When someone is new to 3D printing, it is highly recommended to start with PLA filament, and having mastered that, to begin experimenting with different and more advanced materials. While PLA and ABS filament are the two most popular filaments, they have drastically different properties from each other.

PLA is such a great beginner material because it doesn't warp, doesn't need high temperatures, and it doesn't give off fumes as you print. ABS has the opposite properties on all accounts, however, what it holds over PLA is its temperature resistance; leave a PLA print and an ABS print in your car on a hot day and you will find the PLA has warped but the ABS hasn't. Additionally, ABS has more finishing techniques available from its chemical makeup: it sands easier than PLA and you can use acetone to melt away the layer lines.
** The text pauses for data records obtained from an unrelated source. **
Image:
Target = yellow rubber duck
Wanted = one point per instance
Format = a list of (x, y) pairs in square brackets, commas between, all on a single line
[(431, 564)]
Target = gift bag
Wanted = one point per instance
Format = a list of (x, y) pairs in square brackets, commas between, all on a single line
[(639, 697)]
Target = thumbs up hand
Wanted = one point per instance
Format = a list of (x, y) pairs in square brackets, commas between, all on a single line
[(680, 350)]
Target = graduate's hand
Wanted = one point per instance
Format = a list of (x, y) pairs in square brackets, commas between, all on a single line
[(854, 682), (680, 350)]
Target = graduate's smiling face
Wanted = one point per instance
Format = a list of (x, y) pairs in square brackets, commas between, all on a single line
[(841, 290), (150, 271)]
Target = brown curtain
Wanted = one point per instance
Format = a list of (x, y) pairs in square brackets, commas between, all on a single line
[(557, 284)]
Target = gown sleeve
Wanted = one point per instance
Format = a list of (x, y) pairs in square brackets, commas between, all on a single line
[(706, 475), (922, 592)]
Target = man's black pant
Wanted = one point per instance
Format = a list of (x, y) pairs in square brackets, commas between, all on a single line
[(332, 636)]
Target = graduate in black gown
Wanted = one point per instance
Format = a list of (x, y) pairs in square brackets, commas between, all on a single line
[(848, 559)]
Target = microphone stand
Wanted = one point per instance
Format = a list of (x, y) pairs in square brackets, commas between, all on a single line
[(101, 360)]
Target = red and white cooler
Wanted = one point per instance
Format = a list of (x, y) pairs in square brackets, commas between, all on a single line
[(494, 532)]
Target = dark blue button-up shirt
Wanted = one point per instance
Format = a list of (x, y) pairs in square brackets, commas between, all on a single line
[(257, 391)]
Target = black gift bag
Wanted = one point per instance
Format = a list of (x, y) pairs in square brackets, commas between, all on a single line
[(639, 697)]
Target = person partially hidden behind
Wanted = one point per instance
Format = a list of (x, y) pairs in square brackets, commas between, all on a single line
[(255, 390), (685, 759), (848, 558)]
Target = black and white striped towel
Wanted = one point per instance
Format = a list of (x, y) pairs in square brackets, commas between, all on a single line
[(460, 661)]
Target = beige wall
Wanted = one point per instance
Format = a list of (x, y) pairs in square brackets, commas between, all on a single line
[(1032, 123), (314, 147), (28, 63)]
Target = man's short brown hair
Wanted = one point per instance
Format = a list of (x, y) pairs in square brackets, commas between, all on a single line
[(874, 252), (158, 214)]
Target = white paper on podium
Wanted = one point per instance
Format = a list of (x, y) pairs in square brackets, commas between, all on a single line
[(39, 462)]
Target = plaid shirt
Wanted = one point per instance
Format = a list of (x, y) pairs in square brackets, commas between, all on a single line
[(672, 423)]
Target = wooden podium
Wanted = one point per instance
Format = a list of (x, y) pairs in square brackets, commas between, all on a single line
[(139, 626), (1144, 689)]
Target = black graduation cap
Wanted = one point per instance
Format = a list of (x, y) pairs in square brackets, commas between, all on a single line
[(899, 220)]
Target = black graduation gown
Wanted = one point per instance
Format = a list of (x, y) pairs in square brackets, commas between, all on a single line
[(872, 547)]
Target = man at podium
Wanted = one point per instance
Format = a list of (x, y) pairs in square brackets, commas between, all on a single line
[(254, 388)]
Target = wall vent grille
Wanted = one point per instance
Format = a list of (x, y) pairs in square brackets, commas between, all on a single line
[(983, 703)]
Depending on the amount of ABS you mix with acetone, you create different materials: ABS juice, ABS glue, and ABS slurry.

 

Materials

  • Acetone
  • ABS (cut strands off your spool, or you can recycle ABS support material as well) 
  • Metal, glass, PP plastic, or HDPE plastic container. (You can tell if it's PP or HDPE by looking at the recycling symbol on the bottom) 
  • Digital scale or a ruler
  • Snips or wire cutters

ABS Juice

ABS juice is the best way to get your ABS prints to stick to your print surface. Since it has acetone in it, be sure that it is only applied on kapton tape on glass, or on just the glass. Do not apply this to BuildTak or a plastic print bed.


ABS Juice Instructions:

  1. Pour 50mL of acetone into your container. 
  2. Measure out 50cm of 3.00mm ABS filament or 4g of ABS scrap. Keep in mind your juice will be the same color as the material you put in. Natural ABS won't affect the color of the mixture, making it an ideal choice to be used when printing with any other filament. 
  3. Snip the filament into small bits to open more surface area to the acetone and allow it to dissolve quicker. If you're using scraps, try and chop it up as small as you can get it.
  4. Drop the ABS into the acetone and mix it in, this can either be done with a mixing stick or closing the lid and occasionally loosening the lid and burping the fumes it gives off.
  5. Let the ABS sit in the acetone overnight to ensure all of it dissolves. 
  6. When fully mixed, your ABS juice should look like and have the consistency of milk.

ABS Glue

ABS glue is great for welding two ABS parts together, and is better than using other adhesives, even super glue. ABS glue melts the two pieces, fusing them together into one strong piece instead of two glued pieces.


ABS Glue Instructions:

  1. Pour 50mL of acetone into your container. 
  2. Measure out 100cm of 3.00mm ABS filament or 8g of ABS scrap. Keep in mind your juice will be the same color as the material you put in. Natural ABS won't affect the color of the mixture, making it an ideal choice to be used when printing with any other filament. 
  3. Snip the filament into small bits to open more surface area to the acetone and allow it to dissolve quicker. If you're using scraps, try and chop it up as small as you can get it.
  4. Drop the ABS into the acetone and mix it in, this can either be done with a mixing stick or closing the lid and occasionally loosening the lid and burping the fumes it gives off.
  5. Let the ABS sit in the acetone overnight to ensure all of it dissolves. 
  6. When fully mixed, your ABS glue should look like and have the consistency of white school glue.

ABS Slurry

ABS slurry should be used to blend the seam between the two ABS pieces that were glued together. Use it like a filler putty to fill in any gaps between the glued parts or even use it to add more material in places that need to be built up.

 


ABS Slurry Instructions:

  1. Pour 50mL of acetone into your container. 
  2. Measure out 250cm of 3.00mm ABS filament or 20g of ABS scrap. Keep in mind your juice will be the same color as the material you put in. Natural ABS won't affect the color of the mixture, making it an ideal choice to be used when printing with any other filament. 
  3. Snip the filament into small bits to open more surface area to the acetone and allow it to dissolve quicker. If you're using scraps, try and chop it up as small as you can get it.
  4. Drop the ABS into the acetone and mix it in, this can either be done with a mixing stick or closing the lid and occasionally loosening the lid and burping the fumes it gives off.
  5. Let the ABS sit in the acetone overnight to ensure all of it dissolves. 
  6. When fully mixed, your ABS slurry should look like and have the consistency of putty. It should be very goopy.